Pour Hunahpu, ces paroles étaient le signal de la victoire : Kemal lui-même avait conclu le scénario à sa place ! « Mais ça ne marche quand même pas, dit Kemal.

— Pourquoi ça ? demanda Diko.

— À cause de la variole, répondit Kemal, de la peste bubonique, du rhume ordinaire. Ce sont ces maladies qui ont décimé les Indiens. Pour un Indien qui mourait à la tâche en esclavage ou sous le mousquet et l’épée espagnols, une centaine périssaient de maladie. Ces épidémies auraient eu lieu quoi qu’il arrive.

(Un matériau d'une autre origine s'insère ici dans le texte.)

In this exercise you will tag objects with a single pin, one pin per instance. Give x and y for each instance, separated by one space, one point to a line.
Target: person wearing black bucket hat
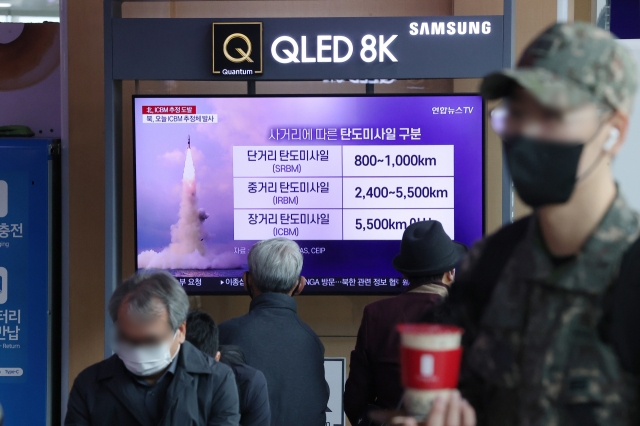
427 251
428 259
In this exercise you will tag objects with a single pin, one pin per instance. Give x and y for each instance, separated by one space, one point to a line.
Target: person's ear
620 128
301 283
182 333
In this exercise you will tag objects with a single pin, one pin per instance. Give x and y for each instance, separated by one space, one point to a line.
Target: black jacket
202 393
252 388
288 352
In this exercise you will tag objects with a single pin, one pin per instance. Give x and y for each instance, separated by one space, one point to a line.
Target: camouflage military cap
570 65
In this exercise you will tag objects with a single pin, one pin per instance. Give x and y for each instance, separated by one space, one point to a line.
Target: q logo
237 48
244 55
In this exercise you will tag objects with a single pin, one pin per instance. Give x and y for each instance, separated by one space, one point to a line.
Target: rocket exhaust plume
187 235
187 249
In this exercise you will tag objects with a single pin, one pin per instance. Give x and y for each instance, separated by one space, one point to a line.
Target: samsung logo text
449 28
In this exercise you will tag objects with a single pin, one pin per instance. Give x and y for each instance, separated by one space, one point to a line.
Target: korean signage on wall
24 280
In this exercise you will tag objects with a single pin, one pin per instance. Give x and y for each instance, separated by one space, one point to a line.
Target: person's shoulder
247 374
231 326
233 322
382 305
308 331
504 236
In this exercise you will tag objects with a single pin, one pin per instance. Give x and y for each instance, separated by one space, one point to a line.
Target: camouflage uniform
538 342
537 350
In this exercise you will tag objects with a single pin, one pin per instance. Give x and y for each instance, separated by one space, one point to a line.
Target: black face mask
543 172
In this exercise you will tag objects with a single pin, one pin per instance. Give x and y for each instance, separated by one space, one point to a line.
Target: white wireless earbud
614 134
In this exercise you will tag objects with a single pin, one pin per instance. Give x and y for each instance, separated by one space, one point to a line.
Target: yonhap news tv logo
237 48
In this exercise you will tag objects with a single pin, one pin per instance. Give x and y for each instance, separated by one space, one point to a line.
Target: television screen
343 176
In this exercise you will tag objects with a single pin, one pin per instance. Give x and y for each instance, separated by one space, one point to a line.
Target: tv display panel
343 176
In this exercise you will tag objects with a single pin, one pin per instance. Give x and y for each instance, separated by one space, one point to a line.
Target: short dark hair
422 280
202 332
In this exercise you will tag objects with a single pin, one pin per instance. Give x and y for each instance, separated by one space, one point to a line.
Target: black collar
274 300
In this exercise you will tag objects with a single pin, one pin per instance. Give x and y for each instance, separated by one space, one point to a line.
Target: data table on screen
350 192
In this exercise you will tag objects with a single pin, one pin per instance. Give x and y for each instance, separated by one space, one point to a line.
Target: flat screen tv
343 176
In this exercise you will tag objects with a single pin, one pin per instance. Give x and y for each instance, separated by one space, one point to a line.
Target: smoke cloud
187 249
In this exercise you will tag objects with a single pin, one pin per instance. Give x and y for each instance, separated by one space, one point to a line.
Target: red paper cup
430 364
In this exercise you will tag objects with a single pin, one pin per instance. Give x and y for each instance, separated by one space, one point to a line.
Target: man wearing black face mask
550 303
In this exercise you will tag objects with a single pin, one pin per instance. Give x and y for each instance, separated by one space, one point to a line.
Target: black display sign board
307 48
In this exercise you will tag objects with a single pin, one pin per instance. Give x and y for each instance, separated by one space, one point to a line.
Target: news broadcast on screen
343 176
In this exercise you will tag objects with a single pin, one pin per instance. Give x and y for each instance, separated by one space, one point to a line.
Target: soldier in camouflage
542 346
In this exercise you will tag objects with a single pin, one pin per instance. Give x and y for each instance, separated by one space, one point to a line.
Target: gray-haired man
156 377
276 341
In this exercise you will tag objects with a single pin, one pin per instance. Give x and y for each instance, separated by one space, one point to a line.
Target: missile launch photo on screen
187 249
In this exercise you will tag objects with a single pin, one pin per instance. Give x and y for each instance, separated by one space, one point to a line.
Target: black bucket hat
427 250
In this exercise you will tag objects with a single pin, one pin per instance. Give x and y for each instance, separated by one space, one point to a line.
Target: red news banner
175 114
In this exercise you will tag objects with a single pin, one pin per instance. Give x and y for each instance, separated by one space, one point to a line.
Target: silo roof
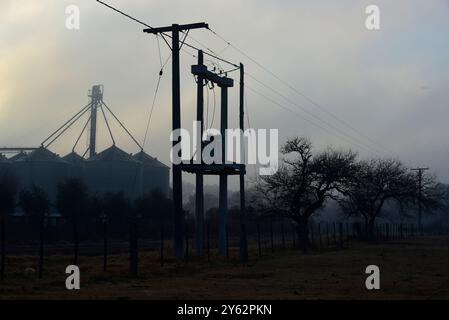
112 154
18 156
145 158
73 157
42 154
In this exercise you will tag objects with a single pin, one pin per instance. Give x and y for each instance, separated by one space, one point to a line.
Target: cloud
378 82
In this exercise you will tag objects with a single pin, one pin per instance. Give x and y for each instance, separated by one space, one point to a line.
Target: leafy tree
303 183
72 201
35 203
378 181
153 206
8 190
117 208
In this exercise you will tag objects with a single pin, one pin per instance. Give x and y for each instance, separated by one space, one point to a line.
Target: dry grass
410 269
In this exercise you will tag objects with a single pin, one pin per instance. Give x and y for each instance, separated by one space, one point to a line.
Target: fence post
340 229
3 248
133 249
227 241
294 236
283 234
208 241
41 246
319 235
311 234
258 239
186 256
105 245
162 243
335 234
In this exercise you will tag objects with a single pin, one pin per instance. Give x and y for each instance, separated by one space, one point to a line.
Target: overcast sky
391 85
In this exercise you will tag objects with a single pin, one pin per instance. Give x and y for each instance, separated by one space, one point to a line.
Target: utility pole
243 237
420 173
97 97
199 199
178 239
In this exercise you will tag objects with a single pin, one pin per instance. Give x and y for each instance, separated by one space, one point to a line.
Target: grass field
410 269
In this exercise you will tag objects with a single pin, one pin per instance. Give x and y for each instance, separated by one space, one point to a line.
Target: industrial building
109 171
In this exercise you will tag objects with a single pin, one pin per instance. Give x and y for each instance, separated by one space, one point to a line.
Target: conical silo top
112 154
73 158
146 159
42 154
19 156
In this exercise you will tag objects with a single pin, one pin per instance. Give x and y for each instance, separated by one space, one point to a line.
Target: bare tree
377 181
303 183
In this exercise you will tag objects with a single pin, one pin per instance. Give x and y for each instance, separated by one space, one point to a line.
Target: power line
360 142
302 117
285 83
163 34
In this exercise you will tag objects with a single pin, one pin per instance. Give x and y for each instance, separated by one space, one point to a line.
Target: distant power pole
96 96
420 173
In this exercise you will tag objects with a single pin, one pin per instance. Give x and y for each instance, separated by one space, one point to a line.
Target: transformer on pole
96 96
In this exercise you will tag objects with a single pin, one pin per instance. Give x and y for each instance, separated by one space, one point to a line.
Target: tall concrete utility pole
96 96
199 185
420 173
243 237
178 238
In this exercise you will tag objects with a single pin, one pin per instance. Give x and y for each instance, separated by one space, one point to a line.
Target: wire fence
265 237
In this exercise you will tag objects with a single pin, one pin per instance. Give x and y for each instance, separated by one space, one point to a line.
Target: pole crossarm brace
17 149
180 27
201 70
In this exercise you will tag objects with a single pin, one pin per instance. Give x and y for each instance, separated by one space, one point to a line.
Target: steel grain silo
113 170
5 165
41 168
76 165
155 174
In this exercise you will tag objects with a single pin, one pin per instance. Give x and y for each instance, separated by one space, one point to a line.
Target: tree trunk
75 242
41 246
303 234
370 229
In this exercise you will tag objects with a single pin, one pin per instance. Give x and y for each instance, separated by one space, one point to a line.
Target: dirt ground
410 269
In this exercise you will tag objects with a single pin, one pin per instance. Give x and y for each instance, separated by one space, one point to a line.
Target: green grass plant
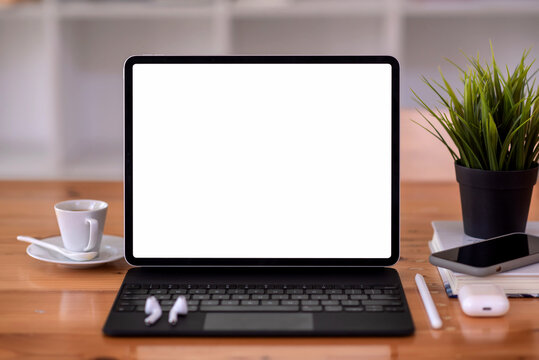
493 121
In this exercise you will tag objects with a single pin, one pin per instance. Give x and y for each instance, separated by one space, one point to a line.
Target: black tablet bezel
205 262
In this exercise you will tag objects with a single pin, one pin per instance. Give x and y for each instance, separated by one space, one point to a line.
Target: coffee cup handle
93 233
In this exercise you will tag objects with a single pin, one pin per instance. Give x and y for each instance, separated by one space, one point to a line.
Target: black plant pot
495 203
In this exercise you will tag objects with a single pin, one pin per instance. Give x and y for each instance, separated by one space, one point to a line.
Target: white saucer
112 249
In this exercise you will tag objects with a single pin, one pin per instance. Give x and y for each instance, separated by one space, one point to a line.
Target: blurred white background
61 105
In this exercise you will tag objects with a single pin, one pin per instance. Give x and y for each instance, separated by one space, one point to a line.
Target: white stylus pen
434 317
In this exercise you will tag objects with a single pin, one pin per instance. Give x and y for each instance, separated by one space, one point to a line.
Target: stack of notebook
521 282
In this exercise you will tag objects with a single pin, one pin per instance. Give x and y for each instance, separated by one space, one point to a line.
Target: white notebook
519 282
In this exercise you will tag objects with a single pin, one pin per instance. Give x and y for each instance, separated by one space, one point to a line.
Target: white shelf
21 11
118 10
66 57
314 8
470 8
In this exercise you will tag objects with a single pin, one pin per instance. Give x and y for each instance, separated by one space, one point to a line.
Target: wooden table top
51 312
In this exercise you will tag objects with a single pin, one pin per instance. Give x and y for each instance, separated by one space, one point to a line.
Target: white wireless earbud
153 309
179 308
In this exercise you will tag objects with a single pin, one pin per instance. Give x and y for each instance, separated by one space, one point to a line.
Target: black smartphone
490 256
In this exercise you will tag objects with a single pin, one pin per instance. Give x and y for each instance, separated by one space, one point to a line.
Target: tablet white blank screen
262 161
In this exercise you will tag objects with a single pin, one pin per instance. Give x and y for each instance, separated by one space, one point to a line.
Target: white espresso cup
81 223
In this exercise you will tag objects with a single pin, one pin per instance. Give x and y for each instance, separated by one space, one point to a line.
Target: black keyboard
264 298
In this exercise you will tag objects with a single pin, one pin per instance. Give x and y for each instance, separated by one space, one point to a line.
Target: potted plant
493 124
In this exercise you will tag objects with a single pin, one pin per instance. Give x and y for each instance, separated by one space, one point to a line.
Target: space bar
249 308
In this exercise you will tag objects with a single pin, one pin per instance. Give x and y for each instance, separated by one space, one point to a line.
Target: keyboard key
158 291
270 302
178 291
149 286
249 308
255 291
354 309
385 297
381 302
235 291
133 297
294 291
385 286
249 302
230 302
333 308
311 308
333 291
330 302
217 291
394 308
209 302
289 302
136 292
170 286
372 291
131 302
198 291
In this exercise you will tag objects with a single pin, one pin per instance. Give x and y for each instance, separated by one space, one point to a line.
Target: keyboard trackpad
258 321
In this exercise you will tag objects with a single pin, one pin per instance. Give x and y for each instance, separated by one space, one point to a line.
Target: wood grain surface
51 312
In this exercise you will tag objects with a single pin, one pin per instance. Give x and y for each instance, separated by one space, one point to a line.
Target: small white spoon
73 255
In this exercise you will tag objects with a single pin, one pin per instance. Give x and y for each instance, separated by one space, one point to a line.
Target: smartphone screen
494 251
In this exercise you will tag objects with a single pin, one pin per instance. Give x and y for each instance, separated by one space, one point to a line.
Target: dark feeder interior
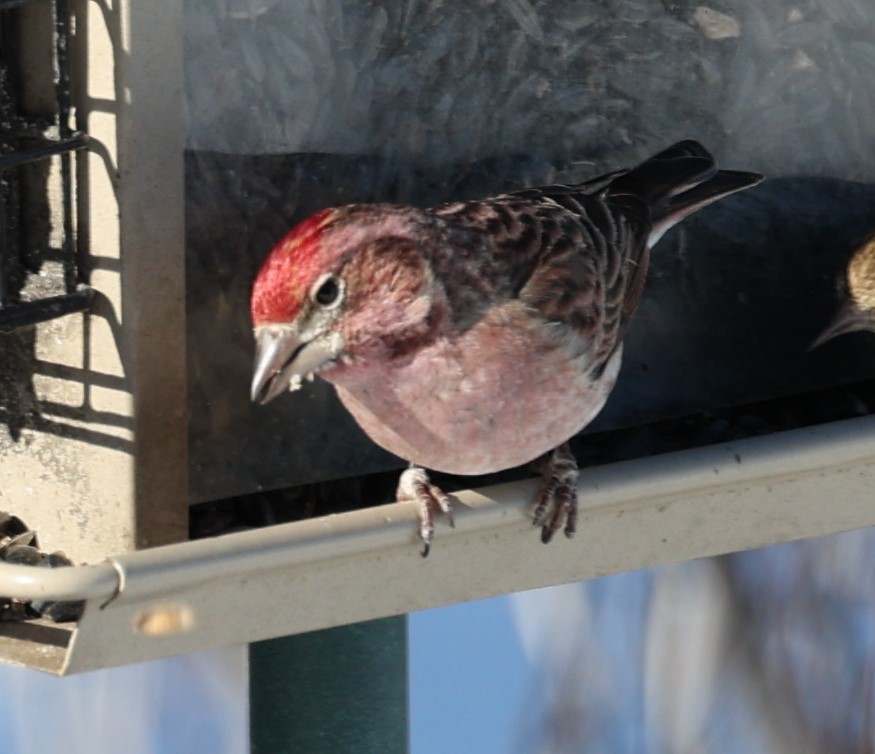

— C’est vrai, dit Hunahpu. Vous touchez là ma principale pierre d’achoppement, et il est impossible de trouver des preuves de ce que je vais avancer maintenant. Mais nous connaissons le comportement des épidémies dans les populations humaines. Les Européens étaient porteurs de ces maladies parce qu’ils faisaient partie d’une très vaste population chez qui les voyages, le commerce et la guerre étaient monnaie courante – il y avait donc beaucoup de contacts entre pays –, si bien que, du point de vue des organismes contaminants, l’Europe constituait un immense chaudron où ils mijotaient à loisir, tout comme en Chine ou en Inde, qui avaient elles aussi des maladies indigènes. Dans d’aussi grands groupes, les affections les plus prospères sont celles qui évoluent de telle façon qu’elles tuent lentement et ne sont pas toujours fatales : ça leur donne le temps de se répandre et elles épargnent un pourcentage suffisant de la population humaine, qui peut ainsi guérir et mettre au monde en quelques années une nouvelle génération non immunisée. Ces pathologies finissent par se transformer en maladies infantiles qui traînent dans l’ensemble de la population et déclenchent çà et là de petites épidémies. À l’arrivée de Colomb dans les Amériques, il n’existait nulle part, Nord et Sud, d’aussi grands réservoirs de population ; les voyages y étaient trop lents et les barrières trop infranchissables. Certes, il y avait bien quelques maladies indigènes, on pense tout de suite à la syphilis, mais celle-ci tuait très lentement dans le contexte américain. Les épidémies à expansion rapide étaient impossibles parce qu’elles ravageaient telle localité et tombaient à court d’hôtes humains sans avoir le temps d’être exportées sur un nouveau site. Mais tout cela change avec l’empire tlaxcaltèque.

— Les navires zapotèques, fit Diko.

— Exact. Les territoires de l’empire sont reliés entre eux par des navires qui transportent des marchandises et des passagers dans tout le bassin antillais. Dès lors, les maladies voyagent assez vite pour se répandre et devenir indigènes.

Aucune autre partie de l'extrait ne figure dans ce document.